Related Work & Insights¶
- vs. ToxiGen (Hartvigsen et al., 2022): ToxiGen uses demonstration-based prompting with keywords; this work uses persona-driven agent simulation. ToxiGen focuses on coverage through templates, while this work uses identity+strategy variables to break patterns, resulting in higher diversity and detection difficulty at the cost of a more complex pipeline.
- vs. Toxicraft (Hui et al., 2024b): They refine topics/contexts from seed samples; this work generates from real Reddit threads. Toxicraft is "seed+transformation," while this work is "character+context"—the latter's diversity stems from personality combinations rather than topic diffusion.

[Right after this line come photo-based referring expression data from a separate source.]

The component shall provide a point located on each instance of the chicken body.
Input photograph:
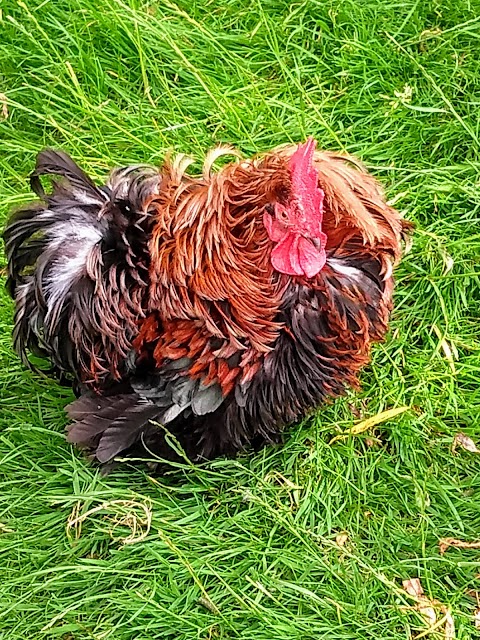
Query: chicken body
(218, 307)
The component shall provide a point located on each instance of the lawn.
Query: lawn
(313, 539)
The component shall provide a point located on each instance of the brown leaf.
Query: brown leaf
(445, 543)
(4, 105)
(463, 441)
(449, 624)
(427, 608)
(341, 538)
(364, 425)
(424, 606)
(476, 618)
(413, 587)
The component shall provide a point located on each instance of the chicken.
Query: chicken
(214, 308)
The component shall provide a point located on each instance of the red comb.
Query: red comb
(304, 175)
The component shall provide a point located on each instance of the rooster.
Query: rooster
(214, 308)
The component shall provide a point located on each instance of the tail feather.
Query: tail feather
(77, 269)
(109, 425)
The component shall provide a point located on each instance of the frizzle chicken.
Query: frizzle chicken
(217, 307)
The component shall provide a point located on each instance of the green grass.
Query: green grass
(246, 549)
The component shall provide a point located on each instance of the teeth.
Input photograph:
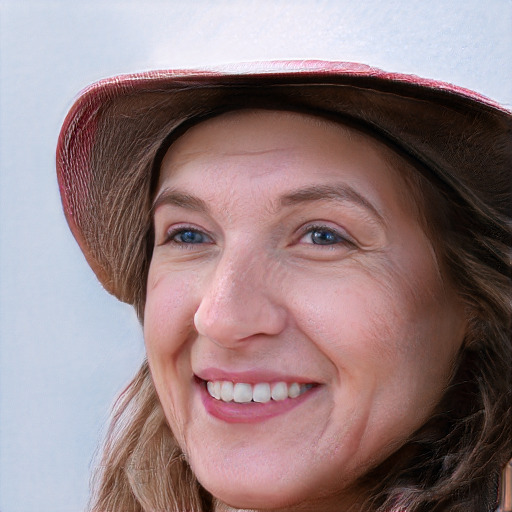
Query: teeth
(262, 392)
(242, 393)
(279, 391)
(226, 391)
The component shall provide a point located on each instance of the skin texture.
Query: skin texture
(365, 315)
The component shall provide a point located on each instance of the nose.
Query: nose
(239, 303)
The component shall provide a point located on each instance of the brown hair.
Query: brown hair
(451, 463)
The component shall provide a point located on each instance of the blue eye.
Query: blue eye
(189, 236)
(319, 235)
(324, 237)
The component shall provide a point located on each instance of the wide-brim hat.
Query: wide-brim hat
(115, 132)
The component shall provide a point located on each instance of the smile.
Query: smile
(262, 392)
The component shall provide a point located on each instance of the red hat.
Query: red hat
(117, 127)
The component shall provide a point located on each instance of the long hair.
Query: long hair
(452, 463)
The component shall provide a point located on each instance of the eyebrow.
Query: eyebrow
(342, 192)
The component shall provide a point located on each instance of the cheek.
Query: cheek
(169, 311)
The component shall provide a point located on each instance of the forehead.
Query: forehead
(252, 147)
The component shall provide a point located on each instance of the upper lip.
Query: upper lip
(250, 376)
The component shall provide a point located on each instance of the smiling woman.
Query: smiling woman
(322, 280)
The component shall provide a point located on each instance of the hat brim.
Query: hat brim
(462, 138)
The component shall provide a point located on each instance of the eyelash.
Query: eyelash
(340, 238)
(173, 233)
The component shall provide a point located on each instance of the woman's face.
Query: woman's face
(287, 262)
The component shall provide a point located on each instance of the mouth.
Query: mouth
(243, 402)
(261, 392)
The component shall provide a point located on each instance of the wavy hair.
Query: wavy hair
(452, 463)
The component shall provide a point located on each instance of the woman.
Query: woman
(318, 253)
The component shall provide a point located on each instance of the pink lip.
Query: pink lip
(250, 377)
(232, 412)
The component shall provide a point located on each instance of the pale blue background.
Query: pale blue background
(66, 346)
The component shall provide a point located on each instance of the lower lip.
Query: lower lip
(251, 412)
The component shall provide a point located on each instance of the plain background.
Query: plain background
(67, 348)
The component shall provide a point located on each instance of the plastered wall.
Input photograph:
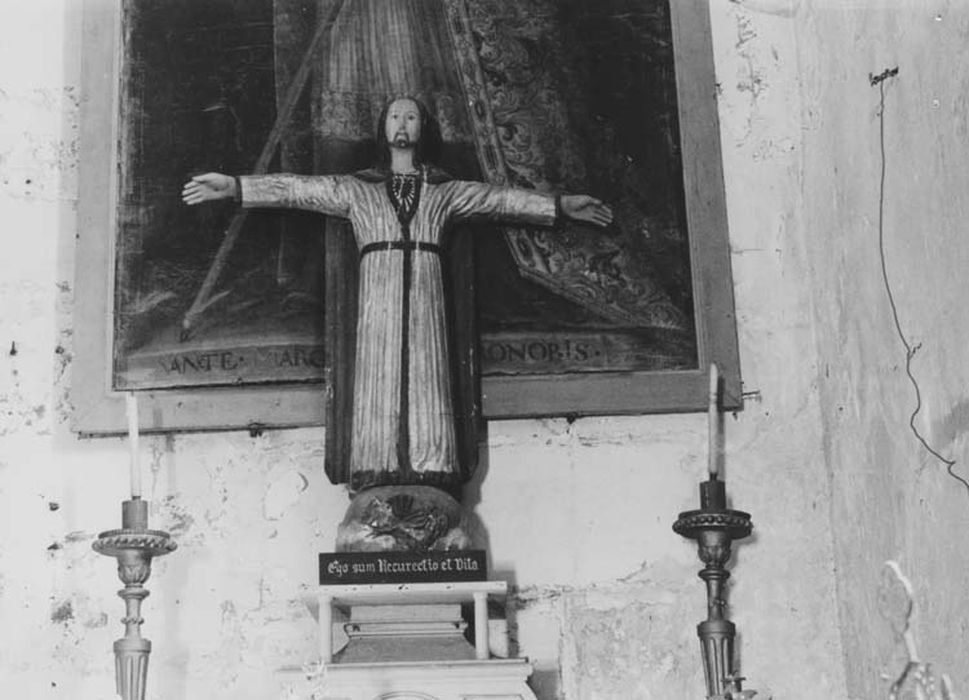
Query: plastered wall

- vs. ELF-HP (Lee et al., 2024): ELF-HP provides 6 trolling strategies, which this paper reuses as the "extrinsic persona library." This serves as a model for inserting existing taxonomies as modular resources into synthesis pipelines.
- Insight: This "two-dimensional persona \(\times\) real context" paradigm can be transferred to (a) jailbreak prompt synthesis, (b) multi-modal deepfake evaluation, and (c) red-team stress testing of LLM agents by identifying two decoupled dimensions of "identity" and "context."
Rating¶
- Novelty: ⭐⭐⭐⭐ The decoupling of two-dimensional personas has precedents in social simulation but is systematically applied here for harmful content synthesis and stress testing for the first time.
- Experimental Thoroughness: ⭐⭐⭐⭐⭐ Covers 4 classifiers \(\times\) 8 static benchmarks \(\times\) 3 backbones \(\times\) 5-person human annotation + multi-dimensional diversity metrics.
- Writing Quality: ⭐⭐⭐⭐ The 3D evaluation framework is clear, and the case study (Table 6) is intuitive; the math section is light, and persona examples could be integrated better into the body.
- Value: ⭐⭐⭐⭐ Directly reveals that "existing safety benchmarks have been saturated" and provides a reusable stress-testing paradigm; significant impact for the safety research community.